I turned to my Bishop on that one. Well, he then advised me that I already know how to answer my child. OK, so if I already know how to answer, how do I relate it to a child. So many times a child is able to rely on the testimony of their parents to carry them thru the difficult times. Much like the Stripling Warriors, a child should be able to say "we did not doubt, our Mother's knew it". So, what do you do as a kid when both Mom and Dad are on the edge? The easy answer would be to look to one of your leaders, but as a parent, OUCH! Why can't my children say they didn't doubt?

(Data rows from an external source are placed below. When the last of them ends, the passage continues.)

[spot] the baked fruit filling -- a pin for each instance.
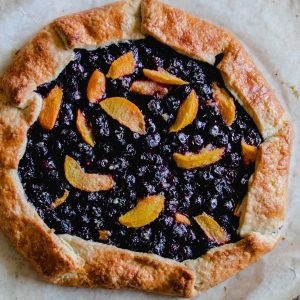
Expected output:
(140, 147)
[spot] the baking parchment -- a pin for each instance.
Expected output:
(271, 32)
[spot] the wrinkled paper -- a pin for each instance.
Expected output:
(270, 30)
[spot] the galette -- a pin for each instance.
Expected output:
(140, 147)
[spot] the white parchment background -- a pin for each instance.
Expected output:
(271, 32)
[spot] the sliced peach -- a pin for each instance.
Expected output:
(249, 153)
(180, 218)
(104, 235)
(122, 66)
(146, 211)
(204, 158)
(60, 200)
(187, 112)
(148, 88)
(84, 181)
(164, 77)
(51, 106)
(211, 228)
(96, 86)
(84, 129)
(125, 112)
(225, 104)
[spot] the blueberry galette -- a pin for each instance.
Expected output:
(140, 147)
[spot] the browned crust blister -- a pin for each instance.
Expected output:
(68, 260)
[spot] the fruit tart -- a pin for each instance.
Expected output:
(140, 147)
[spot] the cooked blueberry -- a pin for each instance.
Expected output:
(153, 140)
(140, 164)
(154, 106)
(41, 149)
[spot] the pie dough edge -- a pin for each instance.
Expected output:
(66, 259)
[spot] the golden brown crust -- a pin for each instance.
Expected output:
(264, 206)
(220, 263)
(39, 61)
(111, 267)
(183, 32)
(96, 26)
(69, 260)
(247, 83)
(28, 233)
(204, 41)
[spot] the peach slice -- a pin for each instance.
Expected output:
(146, 211)
(84, 129)
(125, 112)
(187, 112)
(51, 106)
(204, 158)
(211, 228)
(124, 65)
(104, 235)
(180, 218)
(225, 104)
(148, 88)
(249, 153)
(60, 200)
(96, 86)
(84, 181)
(164, 77)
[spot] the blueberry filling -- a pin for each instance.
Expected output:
(140, 165)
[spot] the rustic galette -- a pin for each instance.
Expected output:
(140, 147)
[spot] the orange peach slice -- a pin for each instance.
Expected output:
(84, 129)
(211, 228)
(180, 218)
(104, 235)
(204, 158)
(122, 66)
(187, 112)
(51, 106)
(84, 181)
(148, 88)
(249, 153)
(225, 104)
(146, 211)
(125, 112)
(164, 77)
(96, 86)
(60, 200)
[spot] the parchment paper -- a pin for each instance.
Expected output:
(271, 32)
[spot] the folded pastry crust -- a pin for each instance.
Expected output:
(69, 260)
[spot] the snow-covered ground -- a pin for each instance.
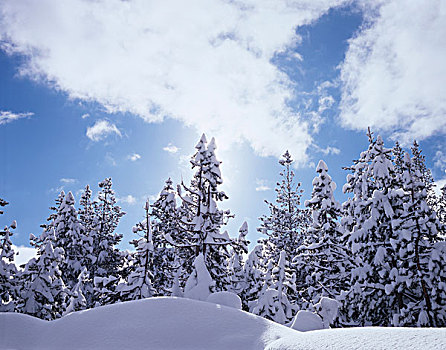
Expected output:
(178, 323)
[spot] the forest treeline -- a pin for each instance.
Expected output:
(381, 254)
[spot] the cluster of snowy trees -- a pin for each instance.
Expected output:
(381, 254)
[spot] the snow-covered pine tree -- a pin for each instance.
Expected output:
(89, 222)
(419, 275)
(236, 274)
(71, 237)
(106, 269)
(326, 261)
(200, 283)
(419, 163)
(254, 278)
(2, 204)
(398, 157)
(8, 270)
(138, 283)
(440, 208)
(273, 302)
(42, 291)
(77, 300)
(287, 224)
(200, 219)
(165, 224)
(369, 219)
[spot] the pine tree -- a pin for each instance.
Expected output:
(43, 292)
(419, 163)
(254, 278)
(369, 221)
(77, 300)
(240, 247)
(71, 237)
(286, 225)
(165, 224)
(419, 275)
(138, 284)
(273, 302)
(326, 262)
(108, 260)
(201, 220)
(8, 270)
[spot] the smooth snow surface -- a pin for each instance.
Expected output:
(226, 299)
(177, 323)
(306, 321)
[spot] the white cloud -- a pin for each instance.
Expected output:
(8, 116)
(129, 199)
(207, 63)
(261, 185)
(328, 150)
(25, 254)
(440, 160)
(109, 159)
(439, 185)
(134, 157)
(68, 181)
(393, 76)
(171, 148)
(101, 129)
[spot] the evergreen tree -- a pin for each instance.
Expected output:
(419, 275)
(165, 224)
(43, 292)
(326, 262)
(108, 260)
(419, 163)
(71, 237)
(254, 278)
(240, 247)
(273, 302)
(77, 299)
(369, 221)
(201, 220)
(286, 225)
(8, 270)
(138, 284)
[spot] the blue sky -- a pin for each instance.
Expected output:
(90, 90)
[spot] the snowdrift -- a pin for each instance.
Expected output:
(177, 323)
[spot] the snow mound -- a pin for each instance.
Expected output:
(307, 321)
(154, 323)
(327, 308)
(177, 323)
(226, 299)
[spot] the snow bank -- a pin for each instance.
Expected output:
(307, 321)
(176, 323)
(226, 298)
(154, 323)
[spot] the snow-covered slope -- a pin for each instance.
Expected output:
(176, 323)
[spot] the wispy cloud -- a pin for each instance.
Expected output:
(24, 254)
(171, 148)
(327, 150)
(134, 157)
(261, 185)
(8, 116)
(68, 180)
(129, 199)
(440, 160)
(143, 58)
(101, 129)
(393, 75)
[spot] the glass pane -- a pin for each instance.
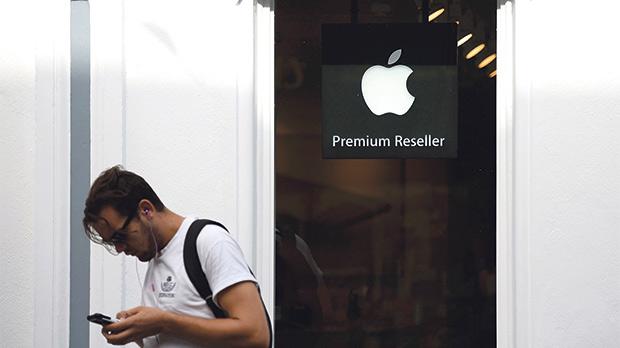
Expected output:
(383, 252)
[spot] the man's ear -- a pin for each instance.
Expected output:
(146, 208)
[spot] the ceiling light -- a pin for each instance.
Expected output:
(486, 61)
(464, 39)
(436, 14)
(475, 51)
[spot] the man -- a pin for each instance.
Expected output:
(124, 214)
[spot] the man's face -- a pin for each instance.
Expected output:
(134, 239)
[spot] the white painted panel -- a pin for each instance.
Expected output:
(567, 159)
(17, 150)
(173, 100)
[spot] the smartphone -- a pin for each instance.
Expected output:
(100, 319)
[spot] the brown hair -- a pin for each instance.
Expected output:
(119, 189)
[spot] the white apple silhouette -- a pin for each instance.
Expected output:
(385, 89)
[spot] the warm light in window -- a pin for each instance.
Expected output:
(475, 51)
(436, 14)
(486, 61)
(464, 39)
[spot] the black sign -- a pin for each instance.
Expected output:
(389, 90)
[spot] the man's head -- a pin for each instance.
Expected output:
(119, 211)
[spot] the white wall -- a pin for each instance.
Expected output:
(17, 144)
(566, 168)
(173, 100)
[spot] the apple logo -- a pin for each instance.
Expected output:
(385, 88)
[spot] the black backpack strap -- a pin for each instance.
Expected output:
(198, 277)
(193, 268)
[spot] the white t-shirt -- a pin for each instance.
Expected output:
(167, 285)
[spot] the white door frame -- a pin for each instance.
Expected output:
(255, 190)
(512, 269)
(52, 173)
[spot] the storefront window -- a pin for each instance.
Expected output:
(384, 252)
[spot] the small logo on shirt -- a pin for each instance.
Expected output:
(167, 287)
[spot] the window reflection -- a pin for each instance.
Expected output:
(383, 253)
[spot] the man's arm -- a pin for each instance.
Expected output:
(246, 325)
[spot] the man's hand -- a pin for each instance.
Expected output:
(134, 325)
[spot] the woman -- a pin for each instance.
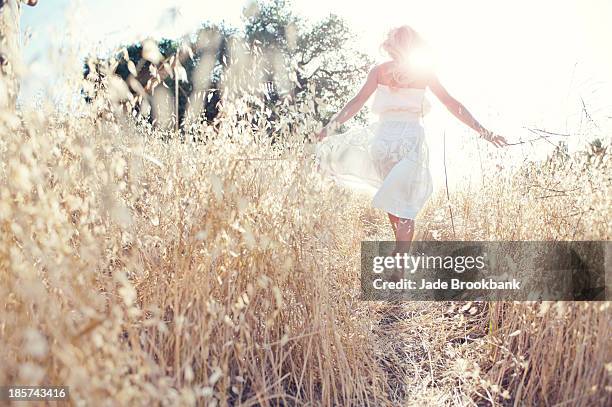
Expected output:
(390, 157)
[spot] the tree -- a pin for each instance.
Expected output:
(322, 54)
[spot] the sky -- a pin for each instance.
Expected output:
(514, 64)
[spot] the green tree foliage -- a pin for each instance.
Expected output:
(297, 58)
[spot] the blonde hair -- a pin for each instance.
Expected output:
(399, 44)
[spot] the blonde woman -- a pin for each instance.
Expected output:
(389, 158)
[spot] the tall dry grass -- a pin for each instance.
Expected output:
(550, 353)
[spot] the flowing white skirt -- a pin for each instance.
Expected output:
(387, 160)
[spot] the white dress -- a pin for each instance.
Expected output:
(387, 159)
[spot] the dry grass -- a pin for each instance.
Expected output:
(137, 271)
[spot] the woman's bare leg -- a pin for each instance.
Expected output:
(404, 235)
(404, 231)
(393, 219)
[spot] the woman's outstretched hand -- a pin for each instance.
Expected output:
(495, 139)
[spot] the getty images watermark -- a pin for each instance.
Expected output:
(486, 271)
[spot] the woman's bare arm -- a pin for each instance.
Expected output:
(461, 112)
(354, 105)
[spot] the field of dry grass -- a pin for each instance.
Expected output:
(138, 271)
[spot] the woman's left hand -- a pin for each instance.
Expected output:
(495, 139)
(321, 134)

I don't want to sound like a hypocrite to my child. She is questioning, just as much as I am questioning. I know that this life is a test, as the Bishop pointed out, we did not come to this Earth to play. But, we did come to this Earth to feel JOY. Part of me wants to tell her to pray about it and figure it out on her own. The other part of me, the Mother, hopes that I can be strong enough to help her thru this and that we can both learn from this experience just how much Heavenly Father loves all of us.